Ken Thompson's discussion of how he did this is available at http://www.acm.org/classics/sep95/. To summarize, I've blindly copied from Ignatius' post in an earlier Slashdot discussion below:
--
"200 Quatloos on the newcomer!" "300 Quatloos against!"
Well, that just shows that there's more to security than you realize. OpenBSD may be more secure than other typical Unix-type systems because of its code auditing, it still has all of the architectural problems that Unix suffers from in general- basically that a single broken SUID program compromises the whole system. OpenBSD has had fewer exploits turn up over the years, but when one is discovered the system is just as open to crackers as other Unices.
The goal of SE Linux is to add on mandatory access controls. Mandatory access controls are very powerful, but tend to add a lot of complexity. They add a whole different layer of compartmentalization, so that users and programs simply aren't allowed to do many operations, even if they somehow get root privileges. That's the route to true security, becuase it means that you can maintain substantial system security even if some of your programs are broken or contain Trojan Horses. Try reading some of the documentation about why the NSA sees this as important, and you might learn a bit out making really secure systems.
There's no point in questioning authority if you aren't going to listen to the answers.
Next time you telnet to a nuclear site computer, try
/usr/local/bin/launch --longitude +60 \
--latitude +55 --number_of_warheads 4
and see if you can destroy my hometown
Wroot
One of the things concerning the NSA's release of SE Linux is, in some instances, they complain that terrorists, and criminals are hindering their (the US Government) efforts to investigate, and or monitor crimes, and they go and release this distribution of Linux.

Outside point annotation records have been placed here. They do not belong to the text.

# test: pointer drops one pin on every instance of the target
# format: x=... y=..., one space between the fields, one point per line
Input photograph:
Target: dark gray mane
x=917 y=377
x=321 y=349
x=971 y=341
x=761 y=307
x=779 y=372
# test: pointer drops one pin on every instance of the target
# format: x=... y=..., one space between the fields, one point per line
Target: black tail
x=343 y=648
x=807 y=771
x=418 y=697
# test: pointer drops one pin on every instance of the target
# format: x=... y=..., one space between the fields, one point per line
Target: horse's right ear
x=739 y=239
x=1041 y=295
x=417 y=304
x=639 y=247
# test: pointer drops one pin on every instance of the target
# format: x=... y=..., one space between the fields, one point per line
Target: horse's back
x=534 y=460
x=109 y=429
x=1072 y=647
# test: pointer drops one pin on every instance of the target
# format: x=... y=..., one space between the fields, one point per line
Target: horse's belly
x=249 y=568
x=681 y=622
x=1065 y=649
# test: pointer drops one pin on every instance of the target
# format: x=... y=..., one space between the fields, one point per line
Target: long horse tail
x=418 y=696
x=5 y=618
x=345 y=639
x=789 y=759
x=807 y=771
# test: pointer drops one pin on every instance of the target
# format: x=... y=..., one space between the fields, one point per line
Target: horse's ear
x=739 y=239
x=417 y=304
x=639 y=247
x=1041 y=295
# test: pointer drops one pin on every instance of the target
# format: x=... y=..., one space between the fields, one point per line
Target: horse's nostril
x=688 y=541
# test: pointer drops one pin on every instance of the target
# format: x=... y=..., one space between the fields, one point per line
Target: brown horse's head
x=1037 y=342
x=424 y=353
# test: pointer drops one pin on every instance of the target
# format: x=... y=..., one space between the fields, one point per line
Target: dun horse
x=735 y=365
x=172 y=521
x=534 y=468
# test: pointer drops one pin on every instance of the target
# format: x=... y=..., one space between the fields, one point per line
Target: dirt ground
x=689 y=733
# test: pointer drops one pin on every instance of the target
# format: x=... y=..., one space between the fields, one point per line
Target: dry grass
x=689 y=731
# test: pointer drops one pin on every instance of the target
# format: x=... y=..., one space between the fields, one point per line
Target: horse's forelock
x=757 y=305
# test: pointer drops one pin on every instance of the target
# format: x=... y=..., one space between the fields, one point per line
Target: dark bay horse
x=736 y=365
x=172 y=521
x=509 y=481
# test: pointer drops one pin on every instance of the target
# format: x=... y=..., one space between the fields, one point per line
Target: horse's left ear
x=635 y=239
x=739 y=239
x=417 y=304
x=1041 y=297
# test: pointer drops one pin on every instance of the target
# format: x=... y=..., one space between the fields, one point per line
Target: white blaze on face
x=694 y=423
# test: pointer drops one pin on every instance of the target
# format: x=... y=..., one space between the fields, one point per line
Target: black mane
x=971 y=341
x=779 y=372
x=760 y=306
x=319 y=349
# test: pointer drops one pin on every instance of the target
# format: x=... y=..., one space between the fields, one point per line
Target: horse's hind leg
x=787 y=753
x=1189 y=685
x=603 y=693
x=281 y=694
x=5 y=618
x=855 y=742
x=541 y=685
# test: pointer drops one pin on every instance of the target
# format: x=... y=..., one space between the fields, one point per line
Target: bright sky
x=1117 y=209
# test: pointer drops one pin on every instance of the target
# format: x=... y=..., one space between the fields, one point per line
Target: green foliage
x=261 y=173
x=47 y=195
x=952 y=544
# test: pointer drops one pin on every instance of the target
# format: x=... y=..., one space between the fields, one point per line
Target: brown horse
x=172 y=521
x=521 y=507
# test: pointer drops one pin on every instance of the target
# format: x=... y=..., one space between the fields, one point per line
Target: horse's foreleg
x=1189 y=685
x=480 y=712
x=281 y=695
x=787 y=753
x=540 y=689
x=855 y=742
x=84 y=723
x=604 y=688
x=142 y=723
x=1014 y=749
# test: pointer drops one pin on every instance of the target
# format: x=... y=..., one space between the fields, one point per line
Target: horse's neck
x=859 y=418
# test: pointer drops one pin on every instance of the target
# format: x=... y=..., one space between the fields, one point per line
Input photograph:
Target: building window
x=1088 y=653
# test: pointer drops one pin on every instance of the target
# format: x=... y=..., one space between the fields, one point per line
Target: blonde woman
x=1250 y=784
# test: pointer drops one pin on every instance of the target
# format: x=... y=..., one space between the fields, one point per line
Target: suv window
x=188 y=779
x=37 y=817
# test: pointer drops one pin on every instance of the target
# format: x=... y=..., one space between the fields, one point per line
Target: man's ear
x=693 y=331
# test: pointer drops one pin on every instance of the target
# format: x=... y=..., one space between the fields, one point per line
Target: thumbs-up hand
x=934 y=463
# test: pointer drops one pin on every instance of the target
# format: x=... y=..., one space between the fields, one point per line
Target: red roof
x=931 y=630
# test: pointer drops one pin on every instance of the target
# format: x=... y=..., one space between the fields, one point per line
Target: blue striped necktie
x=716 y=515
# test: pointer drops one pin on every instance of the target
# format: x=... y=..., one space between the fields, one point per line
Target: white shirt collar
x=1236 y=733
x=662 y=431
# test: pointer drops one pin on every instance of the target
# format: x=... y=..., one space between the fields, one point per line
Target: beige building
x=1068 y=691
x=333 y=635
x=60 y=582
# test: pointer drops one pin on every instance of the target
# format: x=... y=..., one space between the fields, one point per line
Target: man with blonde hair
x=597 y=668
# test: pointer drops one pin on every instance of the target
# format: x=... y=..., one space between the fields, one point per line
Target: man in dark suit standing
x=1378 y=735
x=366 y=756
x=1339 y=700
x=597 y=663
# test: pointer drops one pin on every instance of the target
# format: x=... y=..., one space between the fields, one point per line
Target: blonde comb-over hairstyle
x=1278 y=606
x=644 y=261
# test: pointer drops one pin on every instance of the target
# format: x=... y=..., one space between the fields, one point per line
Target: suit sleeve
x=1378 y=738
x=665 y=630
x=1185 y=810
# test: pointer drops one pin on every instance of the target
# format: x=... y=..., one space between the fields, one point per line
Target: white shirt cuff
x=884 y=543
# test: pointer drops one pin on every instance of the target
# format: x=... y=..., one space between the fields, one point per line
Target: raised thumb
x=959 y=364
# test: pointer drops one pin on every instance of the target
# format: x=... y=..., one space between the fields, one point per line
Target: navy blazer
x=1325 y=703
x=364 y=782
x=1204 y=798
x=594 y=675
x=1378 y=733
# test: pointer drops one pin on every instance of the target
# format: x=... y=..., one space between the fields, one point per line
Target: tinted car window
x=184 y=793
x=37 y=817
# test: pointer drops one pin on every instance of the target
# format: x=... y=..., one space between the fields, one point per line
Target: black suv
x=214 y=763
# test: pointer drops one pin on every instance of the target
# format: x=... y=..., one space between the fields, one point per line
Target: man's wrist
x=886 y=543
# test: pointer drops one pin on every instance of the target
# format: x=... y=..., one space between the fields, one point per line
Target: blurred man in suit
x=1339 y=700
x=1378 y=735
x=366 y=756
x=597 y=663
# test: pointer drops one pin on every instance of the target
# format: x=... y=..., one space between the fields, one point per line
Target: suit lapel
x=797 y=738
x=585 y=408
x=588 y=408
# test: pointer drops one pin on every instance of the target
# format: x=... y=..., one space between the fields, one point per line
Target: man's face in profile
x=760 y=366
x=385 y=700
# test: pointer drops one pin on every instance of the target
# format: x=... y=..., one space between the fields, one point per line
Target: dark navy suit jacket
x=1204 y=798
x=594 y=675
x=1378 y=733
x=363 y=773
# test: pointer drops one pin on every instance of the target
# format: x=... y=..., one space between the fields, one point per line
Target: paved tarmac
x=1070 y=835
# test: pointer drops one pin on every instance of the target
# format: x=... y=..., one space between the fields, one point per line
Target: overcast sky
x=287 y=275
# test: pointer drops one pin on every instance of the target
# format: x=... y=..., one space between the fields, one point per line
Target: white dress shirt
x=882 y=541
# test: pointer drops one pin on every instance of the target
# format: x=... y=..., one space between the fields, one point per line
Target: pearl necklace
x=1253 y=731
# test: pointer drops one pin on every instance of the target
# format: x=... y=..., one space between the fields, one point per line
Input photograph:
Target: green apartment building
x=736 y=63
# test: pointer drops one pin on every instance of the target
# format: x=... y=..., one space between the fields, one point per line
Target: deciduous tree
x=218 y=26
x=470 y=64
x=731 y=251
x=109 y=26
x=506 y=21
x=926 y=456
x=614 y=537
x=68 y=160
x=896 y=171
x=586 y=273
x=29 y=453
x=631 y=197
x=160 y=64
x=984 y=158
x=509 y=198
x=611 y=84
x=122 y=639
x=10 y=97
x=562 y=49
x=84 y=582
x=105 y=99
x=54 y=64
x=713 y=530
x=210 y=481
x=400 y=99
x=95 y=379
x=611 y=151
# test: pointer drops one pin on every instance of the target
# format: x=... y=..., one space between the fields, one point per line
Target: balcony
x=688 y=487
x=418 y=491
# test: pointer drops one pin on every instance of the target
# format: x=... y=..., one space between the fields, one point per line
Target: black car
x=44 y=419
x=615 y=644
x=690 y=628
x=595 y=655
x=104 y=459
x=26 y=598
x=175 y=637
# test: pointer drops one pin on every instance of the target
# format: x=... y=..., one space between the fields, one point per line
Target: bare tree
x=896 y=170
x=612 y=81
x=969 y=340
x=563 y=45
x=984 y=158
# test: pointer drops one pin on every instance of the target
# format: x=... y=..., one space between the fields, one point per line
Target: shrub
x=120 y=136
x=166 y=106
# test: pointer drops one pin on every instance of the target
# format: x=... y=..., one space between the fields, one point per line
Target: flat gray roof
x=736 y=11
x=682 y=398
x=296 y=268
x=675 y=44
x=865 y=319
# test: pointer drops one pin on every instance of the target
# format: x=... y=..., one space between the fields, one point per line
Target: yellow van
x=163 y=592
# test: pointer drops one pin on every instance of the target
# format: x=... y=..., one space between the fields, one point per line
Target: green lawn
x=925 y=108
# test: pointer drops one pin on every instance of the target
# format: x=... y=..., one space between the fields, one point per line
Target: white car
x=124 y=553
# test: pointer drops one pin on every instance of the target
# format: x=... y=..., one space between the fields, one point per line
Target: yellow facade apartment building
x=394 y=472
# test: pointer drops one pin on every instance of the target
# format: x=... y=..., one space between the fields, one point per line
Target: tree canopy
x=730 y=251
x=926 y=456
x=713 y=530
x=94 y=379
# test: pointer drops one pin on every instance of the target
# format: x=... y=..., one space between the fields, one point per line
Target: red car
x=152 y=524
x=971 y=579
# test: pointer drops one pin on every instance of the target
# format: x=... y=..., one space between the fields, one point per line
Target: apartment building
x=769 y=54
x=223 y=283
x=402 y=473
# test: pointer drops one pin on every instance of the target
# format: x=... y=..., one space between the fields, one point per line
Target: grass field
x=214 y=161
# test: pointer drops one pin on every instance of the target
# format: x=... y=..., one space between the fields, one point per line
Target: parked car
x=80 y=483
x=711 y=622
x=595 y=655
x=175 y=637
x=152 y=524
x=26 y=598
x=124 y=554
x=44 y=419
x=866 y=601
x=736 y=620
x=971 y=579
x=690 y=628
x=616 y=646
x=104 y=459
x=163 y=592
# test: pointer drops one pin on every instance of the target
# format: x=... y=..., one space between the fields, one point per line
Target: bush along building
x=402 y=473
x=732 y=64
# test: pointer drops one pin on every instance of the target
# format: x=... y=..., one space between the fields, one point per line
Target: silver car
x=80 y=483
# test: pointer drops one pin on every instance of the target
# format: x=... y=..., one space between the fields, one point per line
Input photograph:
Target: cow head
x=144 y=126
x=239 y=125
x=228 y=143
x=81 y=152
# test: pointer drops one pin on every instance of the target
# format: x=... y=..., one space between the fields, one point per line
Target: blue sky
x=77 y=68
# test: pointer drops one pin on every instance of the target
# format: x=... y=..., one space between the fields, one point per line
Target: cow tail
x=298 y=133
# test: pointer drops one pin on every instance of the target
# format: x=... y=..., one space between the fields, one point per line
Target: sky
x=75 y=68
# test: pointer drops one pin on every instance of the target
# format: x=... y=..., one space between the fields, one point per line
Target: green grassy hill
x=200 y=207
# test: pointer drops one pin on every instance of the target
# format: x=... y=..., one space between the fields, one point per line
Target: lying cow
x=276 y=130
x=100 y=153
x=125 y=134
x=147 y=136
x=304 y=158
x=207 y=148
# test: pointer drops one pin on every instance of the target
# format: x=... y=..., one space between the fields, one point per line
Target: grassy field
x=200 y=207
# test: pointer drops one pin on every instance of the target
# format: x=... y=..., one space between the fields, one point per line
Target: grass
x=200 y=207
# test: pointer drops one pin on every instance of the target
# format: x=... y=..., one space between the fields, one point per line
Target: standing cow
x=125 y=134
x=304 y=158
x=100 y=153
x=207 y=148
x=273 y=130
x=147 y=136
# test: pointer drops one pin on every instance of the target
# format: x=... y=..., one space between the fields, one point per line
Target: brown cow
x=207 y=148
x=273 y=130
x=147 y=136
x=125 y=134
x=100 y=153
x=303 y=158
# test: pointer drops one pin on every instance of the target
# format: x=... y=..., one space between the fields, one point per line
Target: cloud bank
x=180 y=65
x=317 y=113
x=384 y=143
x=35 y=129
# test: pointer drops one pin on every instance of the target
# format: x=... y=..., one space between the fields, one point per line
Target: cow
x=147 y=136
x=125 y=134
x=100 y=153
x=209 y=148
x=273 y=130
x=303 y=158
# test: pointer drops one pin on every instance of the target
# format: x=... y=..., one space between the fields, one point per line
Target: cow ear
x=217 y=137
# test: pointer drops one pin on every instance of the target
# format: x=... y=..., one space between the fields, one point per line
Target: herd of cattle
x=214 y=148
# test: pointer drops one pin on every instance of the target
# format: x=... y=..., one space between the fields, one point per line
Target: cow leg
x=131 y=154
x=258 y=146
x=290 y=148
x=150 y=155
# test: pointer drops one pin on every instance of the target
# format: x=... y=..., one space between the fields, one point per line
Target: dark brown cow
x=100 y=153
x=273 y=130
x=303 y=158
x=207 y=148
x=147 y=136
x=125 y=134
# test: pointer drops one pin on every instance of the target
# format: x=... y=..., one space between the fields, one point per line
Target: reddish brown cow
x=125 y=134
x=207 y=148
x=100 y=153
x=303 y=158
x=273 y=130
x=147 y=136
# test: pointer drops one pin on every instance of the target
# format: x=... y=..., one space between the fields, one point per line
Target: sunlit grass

Think about that for a quick second with an open mind if you will, and look at exactly what was said in this article If things are so bad for NSA officials to keep tabs on terrorists and the way they commit digital crimes in association with their acts, then why would they release an OS that could further help these terrorists hide/secure their data. Sure you can look at this post and claim its a conspiracy of some sort to point out these findings, but lets take a look at how many 1k bytes of code could be inserted throughout the SE Linux OS to have them somewhere down the line be combined in order for the NSA to open a backdoor of some sort.
We all know about the OpenSource arguements and whether or not OpenSource solidifies security, the fact remains, no one has gone line for line on the NSA's code for SE Linux to determine whether or not they've done something shady to hide their underlying actions for creating this OS.
Now back to the OS in general, I would like to see a comparison between say SE Linux vs. OpenBSD, or SE Linux vs. TrustedBSD. Personally I would option for OpenBSD, as Trusted is an overlay for FreeBSD.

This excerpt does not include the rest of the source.